Há alguns dias, enquanto assistia aos stories do Instagram, me deparei com uma “brincadeira” que mencionava a blogueira Mari Ferrer. A “gracinha” não tinha o intuito de atacar a imagem da Mari, mas a relacionava com uma “piada” sobre relacionamentos românticos.

Mari ficou conhecida, para quem não acompanha seu trabalho como blogueira, pela coragem de denunciar um crime de estupro. No julgamento, foi mais uma vez humilhada e desacreditada.

Você pode argumentar que a “brincadeira” em questão não buscava ofender a Mari, então, tudo bem, certo? Não.
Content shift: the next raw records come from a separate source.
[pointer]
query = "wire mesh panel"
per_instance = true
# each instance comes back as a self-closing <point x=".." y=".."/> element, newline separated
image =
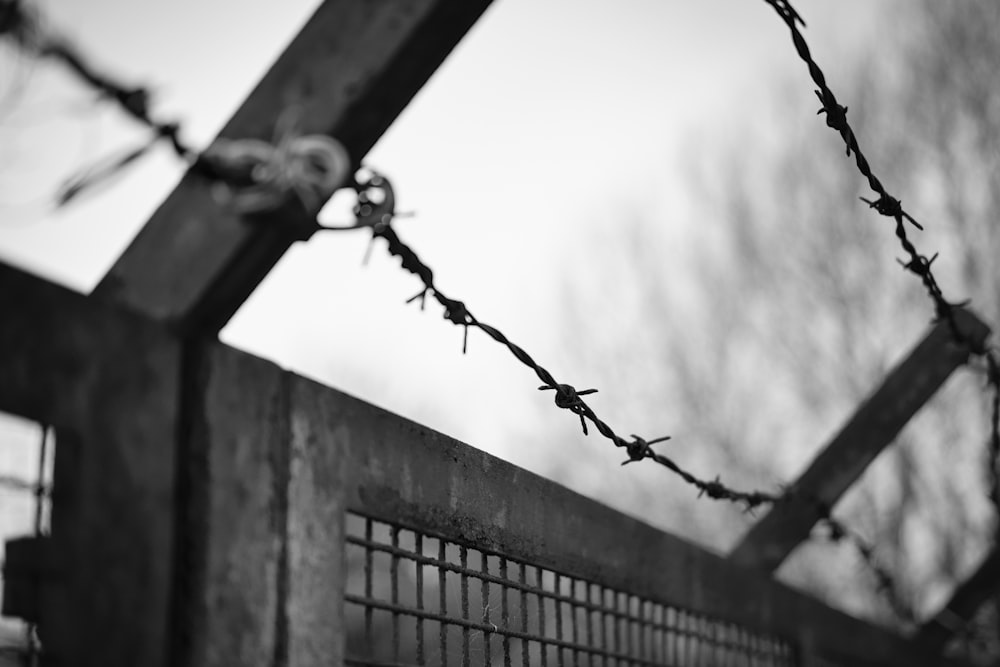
<point x="25" y="507"/>
<point x="419" y="599"/>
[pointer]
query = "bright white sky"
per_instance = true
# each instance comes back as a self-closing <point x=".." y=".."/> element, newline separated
<point x="551" y="120"/>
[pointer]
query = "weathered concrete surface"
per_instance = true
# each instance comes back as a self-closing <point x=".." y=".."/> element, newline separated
<point x="317" y="568"/>
<point x="870" y="430"/>
<point x="236" y="458"/>
<point x="108" y="381"/>
<point x="352" y="69"/>
<point x="412" y="476"/>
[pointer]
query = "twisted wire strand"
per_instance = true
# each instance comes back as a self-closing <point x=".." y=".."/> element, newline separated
<point x="917" y="263"/>
<point x="17" y="23"/>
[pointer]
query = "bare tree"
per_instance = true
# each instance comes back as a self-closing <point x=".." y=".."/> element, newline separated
<point x="782" y="306"/>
Primeiro, uma situação tão dolorosa e cruel não deveria ser tema de piada. Mesmo que a intenção não seja ofender, é preciso ter bom senso. Não é porque a internet é um espaço público, que permite voz igualitária a quase todos, que podemos simplesmente distribuir preconceitos, ódio e, inclusive, “brincadeiras” que, mesmo com uma faceta inocente, agridem e, por vezes, marcam para sempre.

Quando uma “piada” ofende alguém, mesmo que não seja a intenção, ela perde toda a graça.
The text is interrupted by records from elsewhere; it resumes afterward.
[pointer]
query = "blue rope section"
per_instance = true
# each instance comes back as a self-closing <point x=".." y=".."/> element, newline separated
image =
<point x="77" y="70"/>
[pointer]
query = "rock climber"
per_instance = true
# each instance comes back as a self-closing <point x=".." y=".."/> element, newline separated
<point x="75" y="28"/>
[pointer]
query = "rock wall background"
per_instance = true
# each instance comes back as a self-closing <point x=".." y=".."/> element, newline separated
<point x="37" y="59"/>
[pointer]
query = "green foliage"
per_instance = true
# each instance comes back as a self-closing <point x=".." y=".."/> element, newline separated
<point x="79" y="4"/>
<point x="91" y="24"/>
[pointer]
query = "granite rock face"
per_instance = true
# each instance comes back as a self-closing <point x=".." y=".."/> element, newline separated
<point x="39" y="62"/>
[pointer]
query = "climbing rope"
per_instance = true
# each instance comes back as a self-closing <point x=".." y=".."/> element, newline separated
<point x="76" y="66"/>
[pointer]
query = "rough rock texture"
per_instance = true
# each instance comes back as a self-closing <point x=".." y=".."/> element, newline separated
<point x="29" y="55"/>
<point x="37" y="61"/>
Como jornalista e estudante de Comunicação, a última coisa que busco aqui é atacar a liberdade de expressão. Até porque seria, no mínimo, hipocrisia da minha parte fazer isso em um espaço de opinião como este.

Porém, uma “piada” ou “brincadeira” que ridicularizam determinados indivíduos incentivam relações desiguais. Crianças, por exemplo, repetem discursos que aprendem em sociedade, práticas que veem como legitimadas por ela.

Se uma criança vive em um meio onde é aceito fazer “piadas” com mulheres, pessoas não brancas, pessoas LGBTQIA+, pessoas com deficiência ou qualquer um que não se encaixe naquilo que é considerado “padrão” ou “normal”, o que essa criança vai reproduzir? Que tipo de adulto ela se tornará?

Há algum tempo, vi uma frase, na internet mesmo, que dizia “dá para saber muito sobre uma pessoa apenas observando do que ela ri”. E é isso. Se a sua “piada” machuca alguém, ela não tem graça, ela não é legal, ela não é piada.